Şarku’l Avsat’a konuşan askeri uzmanlar, bu söylemin arkasında ‘Hizbullah’ın muharebe yapısındaki derin boşlukların ortaya çıktığına’ inanıyor. Uzmanlar, ‘Hizbullah'ın lojistik avantajlarını kaybettiği ve stratejik derinliğinin zedelendiği, İsrail'in gözetleme kabiliyetlerinin ise eşi benzeri görülmemiş seviyelere ulaştığı’ konusunda hemfikir.

Saha gerilemesine rağmen Hizbullah, İsrail'in derinlerine ulaşabilecek orta ve uzun menzilli füzelere sahip olduğunu vurgulamaya devam ediyor. Ancak saha gelişmeleri ciddi şüpheler uyandırıyor: Bu cephanelik halen etkili mi? Hava kontrolünün sıkı olduğu bir ortamda kullanılabilir mi?

Açıkta bulunan ve etkisiz hale getirilebilen füzeler

Uzmanların değerlendirmesine göre, bu füzeler fiilen hizmet dışı kalmış durumda. Emekli Tuğgeneral Halil el-Halu, ‘Hizbullah’ın kışkırtıcı söyleminin operasyonel kapasitesindeki büyük gerilemeyi gösterdiğini’ düşünüyor. Şarku’l Avsat’a konuşan el-Halu, “Bu tür füzeler, zaman ayarlı ekipmanlar ve sabit veya yarı sabit platformlar gerektirir; bu da onları İsrail hava gözetleme sistemleri için kolay hedefler haline getirir” dedi.

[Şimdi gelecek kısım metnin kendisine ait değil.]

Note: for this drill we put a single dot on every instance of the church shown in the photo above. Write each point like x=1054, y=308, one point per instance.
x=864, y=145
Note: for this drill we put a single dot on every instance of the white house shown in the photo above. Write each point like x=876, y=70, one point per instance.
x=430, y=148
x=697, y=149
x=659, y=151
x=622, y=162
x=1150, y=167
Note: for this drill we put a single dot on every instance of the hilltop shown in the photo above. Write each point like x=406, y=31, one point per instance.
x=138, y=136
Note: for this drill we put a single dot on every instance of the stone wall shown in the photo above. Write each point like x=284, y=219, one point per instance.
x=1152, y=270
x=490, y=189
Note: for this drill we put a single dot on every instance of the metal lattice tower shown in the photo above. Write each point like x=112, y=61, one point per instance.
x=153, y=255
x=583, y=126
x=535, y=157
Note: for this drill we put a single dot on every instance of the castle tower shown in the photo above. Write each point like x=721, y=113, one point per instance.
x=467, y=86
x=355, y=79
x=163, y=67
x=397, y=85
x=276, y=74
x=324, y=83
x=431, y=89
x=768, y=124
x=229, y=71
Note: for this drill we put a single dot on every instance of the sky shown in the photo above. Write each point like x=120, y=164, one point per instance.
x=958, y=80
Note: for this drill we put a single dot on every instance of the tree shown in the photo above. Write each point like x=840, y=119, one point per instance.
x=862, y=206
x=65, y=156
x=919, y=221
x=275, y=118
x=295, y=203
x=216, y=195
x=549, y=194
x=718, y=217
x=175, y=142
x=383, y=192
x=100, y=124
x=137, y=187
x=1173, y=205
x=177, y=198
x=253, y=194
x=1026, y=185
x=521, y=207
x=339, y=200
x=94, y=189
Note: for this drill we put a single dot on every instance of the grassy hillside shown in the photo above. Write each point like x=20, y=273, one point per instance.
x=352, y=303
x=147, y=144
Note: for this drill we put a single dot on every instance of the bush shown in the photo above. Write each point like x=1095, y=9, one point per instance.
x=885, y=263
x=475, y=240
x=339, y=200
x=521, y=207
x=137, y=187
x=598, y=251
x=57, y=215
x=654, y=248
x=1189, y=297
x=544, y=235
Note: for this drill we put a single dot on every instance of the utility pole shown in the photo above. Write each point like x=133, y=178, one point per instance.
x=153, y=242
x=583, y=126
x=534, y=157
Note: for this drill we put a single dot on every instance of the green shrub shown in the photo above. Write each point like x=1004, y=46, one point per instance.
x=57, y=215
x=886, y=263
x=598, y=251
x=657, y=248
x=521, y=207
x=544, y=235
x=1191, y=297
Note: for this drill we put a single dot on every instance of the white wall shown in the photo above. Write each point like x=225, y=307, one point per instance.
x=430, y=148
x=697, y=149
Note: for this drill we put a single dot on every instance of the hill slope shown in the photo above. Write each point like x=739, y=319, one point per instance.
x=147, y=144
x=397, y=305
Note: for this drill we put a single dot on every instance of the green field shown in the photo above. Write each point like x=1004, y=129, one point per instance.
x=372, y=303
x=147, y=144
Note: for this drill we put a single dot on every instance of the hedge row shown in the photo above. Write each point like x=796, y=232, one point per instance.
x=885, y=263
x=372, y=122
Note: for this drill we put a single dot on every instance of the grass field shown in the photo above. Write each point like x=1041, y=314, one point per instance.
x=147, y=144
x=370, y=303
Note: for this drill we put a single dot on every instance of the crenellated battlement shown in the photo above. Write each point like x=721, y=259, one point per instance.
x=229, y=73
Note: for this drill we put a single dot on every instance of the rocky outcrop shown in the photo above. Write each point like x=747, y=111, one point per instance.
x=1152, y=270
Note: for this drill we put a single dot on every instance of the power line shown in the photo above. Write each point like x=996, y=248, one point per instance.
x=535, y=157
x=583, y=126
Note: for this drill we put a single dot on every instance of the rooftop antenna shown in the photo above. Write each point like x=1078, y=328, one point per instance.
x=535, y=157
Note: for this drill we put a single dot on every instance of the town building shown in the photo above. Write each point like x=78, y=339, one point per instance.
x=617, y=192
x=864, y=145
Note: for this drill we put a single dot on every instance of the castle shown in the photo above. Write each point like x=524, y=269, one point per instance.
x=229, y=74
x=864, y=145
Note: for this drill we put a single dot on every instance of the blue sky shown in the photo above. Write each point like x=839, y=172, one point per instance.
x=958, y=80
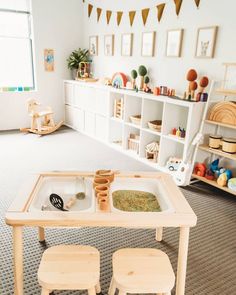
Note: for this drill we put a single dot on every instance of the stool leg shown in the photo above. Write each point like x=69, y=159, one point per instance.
x=112, y=287
x=91, y=291
x=45, y=292
x=159, y=233
x=98, y=288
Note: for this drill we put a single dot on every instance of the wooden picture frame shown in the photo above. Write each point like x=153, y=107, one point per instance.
x=126, y=44
x=148, y=44
x=206, y=40
x=109, y=45
x=93, y=45
x=174, y=42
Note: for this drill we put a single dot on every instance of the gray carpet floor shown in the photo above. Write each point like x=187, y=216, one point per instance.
x=212, y=250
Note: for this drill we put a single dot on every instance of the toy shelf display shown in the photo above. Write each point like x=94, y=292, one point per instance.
x=114, y=116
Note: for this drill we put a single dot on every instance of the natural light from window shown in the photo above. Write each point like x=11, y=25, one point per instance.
x=16, y=58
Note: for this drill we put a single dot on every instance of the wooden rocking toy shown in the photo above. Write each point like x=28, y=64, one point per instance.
x=42, y=122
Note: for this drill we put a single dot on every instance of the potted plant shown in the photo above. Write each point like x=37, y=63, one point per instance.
x=76, y=57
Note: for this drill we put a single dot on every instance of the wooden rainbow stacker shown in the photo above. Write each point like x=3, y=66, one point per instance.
x=29, y=209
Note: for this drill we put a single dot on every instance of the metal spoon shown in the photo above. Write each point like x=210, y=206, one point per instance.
x=57, y=202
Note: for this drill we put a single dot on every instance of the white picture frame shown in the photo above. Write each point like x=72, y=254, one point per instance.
x=206, y=39
x=126, y=44
x=93, y=45
x=174, y=41
x=148, y=44
x=109, y=45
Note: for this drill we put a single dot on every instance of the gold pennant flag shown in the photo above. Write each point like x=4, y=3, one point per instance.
x=160, y=9
x=145, y=13
x=108, y=14
x=197, y=2
x=178, y=4
x=119, y=17
x=99, y=11
x=90, y=8
x=131, y=17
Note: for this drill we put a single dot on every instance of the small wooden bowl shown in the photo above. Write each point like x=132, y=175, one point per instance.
x=100, y=181
x=108, y=174
x=101, y=189
x=103, y=204
x=102, y=196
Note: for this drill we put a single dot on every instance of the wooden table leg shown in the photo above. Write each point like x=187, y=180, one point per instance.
x=182, y=260
x=159, y=234
x=18, y=260
x=41, y=234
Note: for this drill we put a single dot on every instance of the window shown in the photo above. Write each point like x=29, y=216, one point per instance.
x=16, y=56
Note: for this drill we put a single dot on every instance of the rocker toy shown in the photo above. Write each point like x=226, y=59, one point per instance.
x=42, y=122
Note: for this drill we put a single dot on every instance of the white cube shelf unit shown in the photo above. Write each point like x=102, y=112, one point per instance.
x=89, y=108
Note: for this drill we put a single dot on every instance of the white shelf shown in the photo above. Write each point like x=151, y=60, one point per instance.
x=100, y=108
x=175, y=138
x=151, y=131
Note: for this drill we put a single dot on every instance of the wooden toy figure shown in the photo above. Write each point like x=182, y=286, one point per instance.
x=134, y=76
x=142, y=73
x=191, y=77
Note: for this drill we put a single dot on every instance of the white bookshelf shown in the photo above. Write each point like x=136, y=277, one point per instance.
x=89, y=108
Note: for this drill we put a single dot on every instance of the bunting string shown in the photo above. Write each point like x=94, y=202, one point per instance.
x=132, y=14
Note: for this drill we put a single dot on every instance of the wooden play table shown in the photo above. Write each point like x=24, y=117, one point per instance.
x=24, y=212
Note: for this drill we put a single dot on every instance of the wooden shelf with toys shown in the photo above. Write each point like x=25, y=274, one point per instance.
x=138, y=123
x=221, y=120
x=214, y=183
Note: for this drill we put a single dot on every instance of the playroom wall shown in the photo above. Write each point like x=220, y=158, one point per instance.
x=57, y=25
x=164, y=70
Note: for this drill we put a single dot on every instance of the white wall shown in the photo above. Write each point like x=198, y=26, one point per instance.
x=163, y=70
x=57, y=25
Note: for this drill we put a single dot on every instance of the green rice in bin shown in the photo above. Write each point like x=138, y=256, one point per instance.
x=135, y=201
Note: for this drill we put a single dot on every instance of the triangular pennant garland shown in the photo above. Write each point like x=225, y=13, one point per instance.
x=131, y=17
x=90, y=8
x=178, y=4
x=108, y=14
x=197, y=2
x=145, y=13
x=99, y=11
x=160, y=9
x=119, y=17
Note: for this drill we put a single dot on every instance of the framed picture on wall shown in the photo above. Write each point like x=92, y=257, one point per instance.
x=126, y=44
x=174, y=43
x=93, y=45
x=148, y=43
x=206, y=39
x=109, y=45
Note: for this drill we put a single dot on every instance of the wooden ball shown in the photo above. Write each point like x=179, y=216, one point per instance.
x=192, y=75
x=193, y=85
x=204, y=82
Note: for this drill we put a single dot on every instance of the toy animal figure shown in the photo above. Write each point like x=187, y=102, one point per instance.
x=204, y=47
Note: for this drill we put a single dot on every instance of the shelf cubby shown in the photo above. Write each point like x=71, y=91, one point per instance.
x=169, y=148
x=133, y=106
x=116, y=133
x=147, y=138
x=152, y=110
x=175, y=116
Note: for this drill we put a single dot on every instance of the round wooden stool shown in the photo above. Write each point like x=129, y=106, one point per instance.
x=70, y=267
x=141, y=271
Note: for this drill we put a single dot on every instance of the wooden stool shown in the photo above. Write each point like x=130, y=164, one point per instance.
x=70, y=267
x=141, y=271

İsrail teknolojisinin üstünlüğü

El-Halu sözlerini şöyle sürdürdü: “Güney Lübnan artık fırlatma için güvenli bir ortam değil ve Bekaa Vadisi’nin kuzeyi de hassas vuruşlar aldı. Dolayısıyla, bu silahın ciddi bir saldırı görevi yerine getiremeyeceği kesinleşmiştir. Bu füzelerin bir kısmı kalmış olsa bile, yoğun hava gözetimi altında çalıştırılması, anında tespit edilmeden veya önleyici bir saldırıya maruz kalmadan ateşlenmesi imkânsız.”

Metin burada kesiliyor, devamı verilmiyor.